Slouch hat with emu plume : General Sir Harry Chauvel

Place Europe: United Kingdom, England
Accession Number REL/04263.001
Collection type Heraldry
Object type Headdress
Physical description Cotton grosgrain, Emu feather, Enamel, Fur felt, Gilded brass, Leather, Polished cotton
Maker Hatcraft Pty Ltd
Date made 1934
Conflict Period 1930-1939

Khaki fur felt slouch hat with brim bound with khaki cotton grosgrain ribbon, a khaki polished cotton five-fold puggaree and a pair of ventilation eyelets on either side of the crown. The left brim turn up supports an emu feather plume and carries a pre-World War One Staff Corps gilded brass, silver and red enamel Rising Sun hat badge. The hat has a brown leather chinstrap with brass slide for adjustment; the leather sweatband is stamped 'HATCRAFT PTY. LTD. 1934 6 3/4'.

History / Summary

Slouch hat worn in England during General Sir Harry Chauvel's visit to London in 1937 as leader of the Australian contingent at the coronation of King George VI. He is thought to have chosen to wear the earlier pattern Staff Corps badge on the hat for its greater decorative effect.
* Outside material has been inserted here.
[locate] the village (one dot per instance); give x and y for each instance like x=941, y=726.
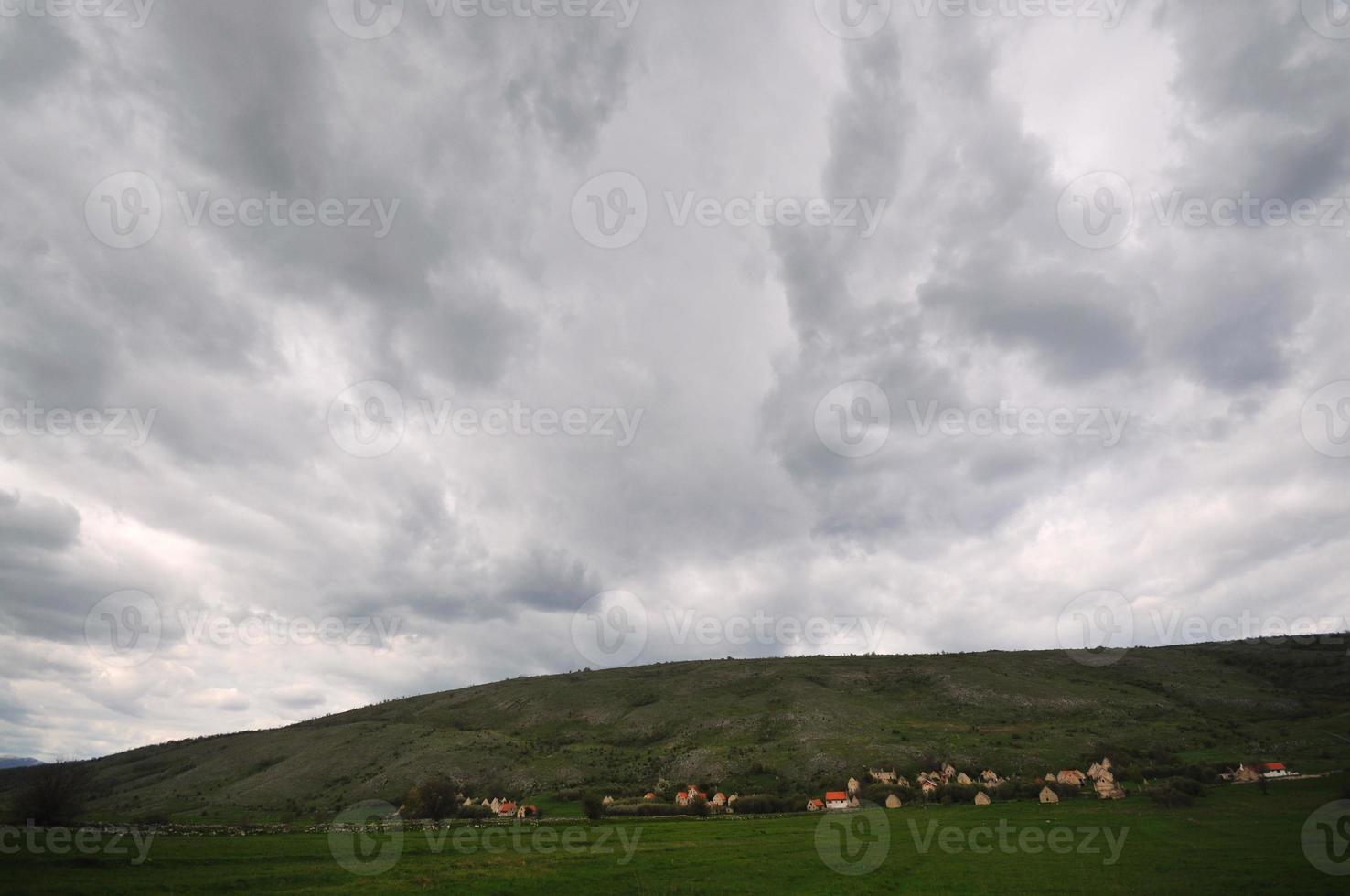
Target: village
x=1099, y=780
Born in 1865, Harry Chauvel served in the Boer War as a Major in the Queensland Mounted Infantry. He later assisted in the establishment of the Royal Military College, Duntroon. In 1914 he commanded the 1st Light Horse Brigade. After serving at Gallipoli, Chauvel led the Light Horse across the Sinai and received his knighthood after the battles of Magdhaba and Rafa in December 1916 and January 1917. Chauvel was the first Australian to command a corps and in 1917 and 1918 his Desert Mounted Corps assisted the British army in driving the Turks from Palestine. Chauvel was chief of the Australian general staff from 1923 to 1930 and in 1929 was the first Australian to become a full general. He retired from the army in 1930. In 1940, aged 75, he was recalled to duty and appointed Inspector-General of the Volunteer Defence Corps. He died in 1945.